Vacances de Pâques en Estrémadure (caprice). Candela se rend au village de son enfance, Chale, retrouver sa grand-mère. Alors qu'elle accompagne celle-ci à l'église, elle a la surprise de voir Sylvio, venu sous une impulsion, la retrouver. Gênée mais troublée, elle le conduit à l'écart du village près du barrage. Ils prennent un canoë pour rejoindre le Portugal sur l'autre rive et s'embrassent dans l'herbe. Il est temps de rentrer et c'est pour Sylvio le retour en bus après un baiser volé par Candela.

Nouvelle interrogation deux à deux des lycéens par Jonas Trueba : en amour on pense plus à l'autre qu'à soi-même.

Voyage de fin d'année des terminales. Grenade Cordoue et Séville. Répartition des chambres dans le bus. Accueil par la jolie guide. Achat d'alcool pendant la visite de Grenade. Soirée alcoolisée. Le jeu, Vérité ou action, conduit à un gage où une lycéenne doit aller déclarer sa flamme à Pablo. Tous ont un peu honte de cette blague cruelle. Mais Pablo est alors intégré au groupe des intellos. A Cordoue, Pablo et Rony se rapprochent et allument une bougie pour un vœu secret près de l'archange. Au retour dans le bus, Pablo et Rony sont côte à côte, elle pose sa tête sur son épaule et ils écoutent la même chanson.

Sylvio et Candela se sont donné rendez-vous au cinéma pour "Fragile comme le monde" (Rita Azevedo Gomes, 2001), passage par la foire puis amour pour la première fois dans une chambre prêtée par une amie.

Intermède 2 : 20 minutes

Candela prend un cours de batterie avec un professeur. Derniers cours en philosophie sur l’importance du langage, la parole ou corporel, pour accéder au bonheur. Le professeur ne semble pas en être la preuve vivante et les élèves l’écoutent, l'œil morne. Néanmoins, il les remercie d’être venus l’écouter.

Candela se prend la tête dans les mains et pleure ; elle ne sait à quoi se destiner après le lycée. Jorge lui le sait, il sera professeur; il a son précieux certificat. Ce n'est pas le cas de Gavira auquel il manque deux matières ; rattrapage, changement de lycée, il ne sait où il sera l'an prochain

Sylvio initie Candela au street art. Dans un café, Candela, Gavira, Sylvio et Claudia discutent de comment ils peuvent essayer de changer le monde. Candela croit en l’engagement, à la beauté de l’Espagne que prouvent tous les tableaux des musées et les films produits.

20 juin 2018. C’est la fête du lycée ; une scène de spectacle dans la rue où chaque lycéen peut proposer une chanson. Sylvio à la guitare électrique et Candela à la batterie emportent le morceau avec une interprétation très inspirée, rageuse et joyeuse de "Quién lo impide"(Rien ne t'en empêche).
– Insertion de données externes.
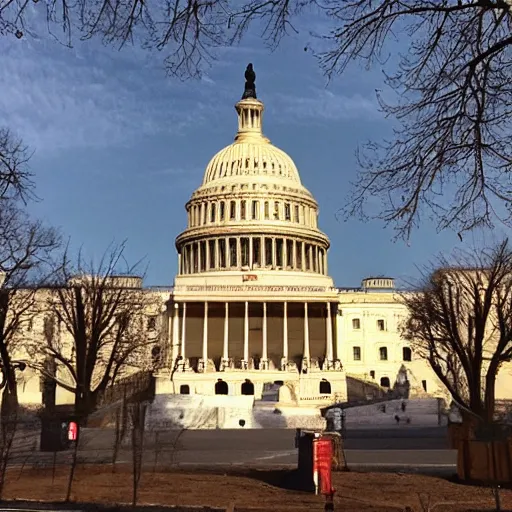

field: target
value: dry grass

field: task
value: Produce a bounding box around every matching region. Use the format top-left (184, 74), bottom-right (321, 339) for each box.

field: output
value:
top-left (4, 466), bottom-right (512, 512)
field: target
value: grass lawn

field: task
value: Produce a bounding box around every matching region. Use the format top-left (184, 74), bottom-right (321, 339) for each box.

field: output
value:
top-left (4, 466), bottom-right (512, 512)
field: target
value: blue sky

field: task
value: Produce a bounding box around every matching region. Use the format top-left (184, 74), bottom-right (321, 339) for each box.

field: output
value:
top-left (0, 10), bottom-right (488, 286)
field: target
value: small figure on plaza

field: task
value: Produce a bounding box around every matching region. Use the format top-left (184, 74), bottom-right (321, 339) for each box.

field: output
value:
top-left (242, 64), bottom-right (256, 100)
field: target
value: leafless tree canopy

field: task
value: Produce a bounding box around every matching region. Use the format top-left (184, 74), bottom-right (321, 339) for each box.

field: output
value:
top-left (0, 129), bottom-right (33, 205)
top-left (35, 244), bottom-right (161, 418)
top-left (402, 241), bottom-right (512, 422)
top-left (0, 0), bottom-right (512, 238)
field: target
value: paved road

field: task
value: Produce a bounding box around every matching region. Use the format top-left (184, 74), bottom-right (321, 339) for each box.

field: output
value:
top-left (10, 427), bottom-right (456, 472)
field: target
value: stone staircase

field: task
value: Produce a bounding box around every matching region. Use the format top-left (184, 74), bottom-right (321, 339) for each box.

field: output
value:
top-left (345, 398), bottom-right (446, 428)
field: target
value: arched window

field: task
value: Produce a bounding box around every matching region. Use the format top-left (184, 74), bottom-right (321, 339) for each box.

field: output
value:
top-left (151, 345), bottom-right (162, 366)
top-left (380, 377), bottom-right (391, 388)
top-left (252, 201), bottom-right (259, 220)
top-left (215, 379), bottom-right (228, 395)
top-left (242, 379), bottom-right (254, 395)
top-left (320, 379), bottom-right (331, 395)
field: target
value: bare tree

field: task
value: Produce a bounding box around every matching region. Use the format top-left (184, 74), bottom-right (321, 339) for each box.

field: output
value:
top-left (0, 200), bottom-right (60, 495)
top-left (4, 0), bottom-right (512, 238)
top-left (402, 241), bottom-right (512, 423)
top-left (0, 128), bottom-right (33, 205)
top-left (35, 244), bottom-right (158, 421)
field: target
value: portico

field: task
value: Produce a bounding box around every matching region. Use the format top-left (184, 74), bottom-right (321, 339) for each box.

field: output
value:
top-left (162, 66), bottom-right (346, 405)
top-left (172, 299), bottom-right (340, 373)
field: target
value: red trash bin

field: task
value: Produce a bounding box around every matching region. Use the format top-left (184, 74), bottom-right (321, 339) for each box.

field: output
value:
top-left (313, 437), bottom-right (334, 496)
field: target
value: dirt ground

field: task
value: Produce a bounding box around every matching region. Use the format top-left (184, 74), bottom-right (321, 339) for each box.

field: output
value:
top-left (3, 466), bottom-right (512, 512)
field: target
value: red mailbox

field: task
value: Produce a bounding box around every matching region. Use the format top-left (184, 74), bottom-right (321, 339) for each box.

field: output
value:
top-left (313, 438), bottom-right (334, 496)
top-left (68, 421), bottom-right (78, 441)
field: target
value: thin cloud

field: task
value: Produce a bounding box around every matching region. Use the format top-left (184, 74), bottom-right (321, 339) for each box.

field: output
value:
top-left (0, 39), bottom-right (222, 152)
top-left (273, 88), bottom-right (381, 122)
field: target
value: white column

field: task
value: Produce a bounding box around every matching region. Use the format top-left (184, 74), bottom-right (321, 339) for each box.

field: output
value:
top-left (171, 302), bottom-right (180, 367)
top-left (244, 301), bottom-right (249, 364)
top-left (283, 302), bottom-right (288, 364)
top-left (222, 302), bottom-right (229, 363)
top-left (261, 302), bottom-right (268, 365)
top-left (303, 302), bottom-right (310, 363)
top-left (203, 302), bottom-right (208, 371)
top-left (181, 302), bottom-right (187, 359)
top-left (325, 302), bottom-right (334, 369)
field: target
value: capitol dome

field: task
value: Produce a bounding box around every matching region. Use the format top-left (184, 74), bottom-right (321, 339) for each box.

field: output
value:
top-left (176, 67), bottom-right (332, 286)
top-left (203, 98), bottom-right (301, 186)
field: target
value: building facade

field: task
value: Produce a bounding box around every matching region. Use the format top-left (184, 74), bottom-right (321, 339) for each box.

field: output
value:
top-left (10, 71), bottom-right (512, 416)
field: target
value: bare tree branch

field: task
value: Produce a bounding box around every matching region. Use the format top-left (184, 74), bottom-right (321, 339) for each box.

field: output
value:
top-left (32, 243), bottom-right (161, 419)
top-left (402, 241), bottom-right (512, 422)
La fête se prolonge dans la nuit.

Ecran noir ; c’est la pandémie. Une courte séance zoom réunit les adolescents, Gavira ironise sur son année sabbatique, Javier est content de lire, Sylvio et Candela supportent mal.
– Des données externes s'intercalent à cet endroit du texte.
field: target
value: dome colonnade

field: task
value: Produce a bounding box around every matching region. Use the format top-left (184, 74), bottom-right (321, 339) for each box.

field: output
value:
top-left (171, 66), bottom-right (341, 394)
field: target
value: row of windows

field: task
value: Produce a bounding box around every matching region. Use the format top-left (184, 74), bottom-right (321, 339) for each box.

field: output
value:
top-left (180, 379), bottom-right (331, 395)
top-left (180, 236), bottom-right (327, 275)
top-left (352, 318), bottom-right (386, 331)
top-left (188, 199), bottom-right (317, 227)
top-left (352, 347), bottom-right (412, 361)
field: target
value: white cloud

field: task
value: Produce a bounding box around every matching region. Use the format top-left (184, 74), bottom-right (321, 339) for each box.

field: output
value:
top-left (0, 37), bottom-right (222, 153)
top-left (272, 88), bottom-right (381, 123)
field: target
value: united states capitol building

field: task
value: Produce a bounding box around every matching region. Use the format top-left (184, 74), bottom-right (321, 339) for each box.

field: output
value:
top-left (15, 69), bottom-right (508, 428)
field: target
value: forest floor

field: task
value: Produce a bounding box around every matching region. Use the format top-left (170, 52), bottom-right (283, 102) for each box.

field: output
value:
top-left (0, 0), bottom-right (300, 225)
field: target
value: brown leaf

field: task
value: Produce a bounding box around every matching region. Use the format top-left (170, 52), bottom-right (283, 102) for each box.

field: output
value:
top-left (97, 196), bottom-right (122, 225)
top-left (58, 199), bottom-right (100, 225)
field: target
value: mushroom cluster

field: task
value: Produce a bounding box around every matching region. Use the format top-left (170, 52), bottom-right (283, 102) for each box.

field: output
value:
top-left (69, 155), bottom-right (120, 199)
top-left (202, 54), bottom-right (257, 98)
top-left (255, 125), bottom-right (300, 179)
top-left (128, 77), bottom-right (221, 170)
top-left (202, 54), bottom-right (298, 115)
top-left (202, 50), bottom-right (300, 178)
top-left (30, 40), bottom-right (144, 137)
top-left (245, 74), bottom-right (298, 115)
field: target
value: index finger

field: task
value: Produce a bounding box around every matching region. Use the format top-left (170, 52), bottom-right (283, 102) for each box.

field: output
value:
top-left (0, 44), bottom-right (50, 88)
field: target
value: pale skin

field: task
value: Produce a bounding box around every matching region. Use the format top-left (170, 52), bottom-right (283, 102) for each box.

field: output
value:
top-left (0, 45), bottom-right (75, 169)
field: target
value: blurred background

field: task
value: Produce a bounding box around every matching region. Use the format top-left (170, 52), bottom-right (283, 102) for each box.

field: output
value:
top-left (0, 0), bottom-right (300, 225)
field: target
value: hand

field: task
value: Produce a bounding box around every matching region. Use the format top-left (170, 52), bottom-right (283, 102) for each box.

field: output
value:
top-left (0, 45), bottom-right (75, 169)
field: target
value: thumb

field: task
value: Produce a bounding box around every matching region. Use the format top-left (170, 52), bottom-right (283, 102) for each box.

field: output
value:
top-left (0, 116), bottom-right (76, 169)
Jonas Trueba discute avec eux et leur montre les élections générales espagnoles de novembre 2019, étrangement sans masques, les premières où ils ont voté avec sérieux et bonne humeur. Pablo revient sur le chemin solitaire au coucher du soleil qui lui faisait du bien. Une dernière séance de zoom pour se dire au revoir. Le film est montré aux élèves.

Un film de 3h40 déroge-t-il à la règle essentielle de l'économie de moyen, nécessaire à toute œuvre d'art ou est-il un moyen de sortir du lot pour marquer l'histoire du cinéma ? Le film de Jonas Trueba échappe heureusement à ce questionnement tant il fait preuve d'une liberté, d'une invention qui rend indécis le statut de chaque scène, documentaire ou fiction, et emporte par la sensibilité, la sincérité mais aussi le talent dont font preuve la douzaine d'adolescents, moins filmés que co-auteurs du film.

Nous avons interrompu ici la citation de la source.